According To Ford.
Ford has got it pretty good at the moment: Broncos are selling faster than the Blue Oval can build them, and the first examples of the new Ford Maverick have finally started arriving at dealerships. A recent production stoppage due to the ongoing chip shortage has only increased demand for these small Ford pickup trucks, and in an interesting spin, more females are being drawn to this affordable and highly efficient little truck. According to Ford's statistics, around a quarter of all buyers are female, which stands in stark contrast to the 90 percent male share for their overall truck market.

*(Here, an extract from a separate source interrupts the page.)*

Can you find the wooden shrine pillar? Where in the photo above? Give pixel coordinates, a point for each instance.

Ford knew that the Maverick would be a success just by looking at pre orders. After its first month on sale, 4,100 units have been sold but Ford is still ramping up production at its Hermosillo plant in Mexico and expects to produce even better numbers in the coming months. As part of that growth plan, Ford aims to sell more trucks than ever to young female buyers.
"We really are seeing a new customer coming into Ford. And that was really our ambition with Maverick was to appeal to a younger, more diverse customer. And we're certainly seeing that," Todd Eckert, Ford truck marketing manager, told CNBC.
Ford sees the Maverick as a gateway into the world of pickups, and hopes that it will act as a catalyst for future truck sales. The good news is that the Maverick's low asking price and excellent economy are attracting a ton of younger buyers.
According to Ford, a quarter of the buyers are between 18 and 35 years old, which is double the industry average for that age group. Currently, the average customer is paying $29,749 for a new Maverick, but unscrupulous dealers have been charging as much as $10,000 over the MSRP.
"In 25 years of being in this business, I don't know that I've seen a manufacturer bring a product out that hit the target this well. What we are seeing in buyers is a younger buyer. We're seeing first-time car buyers. We are having import car buyers," said Derek Lee, general manager of Long McArthur Ford in Kansas.
Featuring a 2.5-liter Atkinson cycle inline-four engine with an electric motor that produces 191 horsepower and 155 lb-ft of torque, the Maverick returns an astonishing 40 mpg. A more powerful turbocharged 2.0-liter version is also available with 250 hp and 277 lb-ft. Power is sent to the front, or all four wheels via an eight-speed CVT transmission.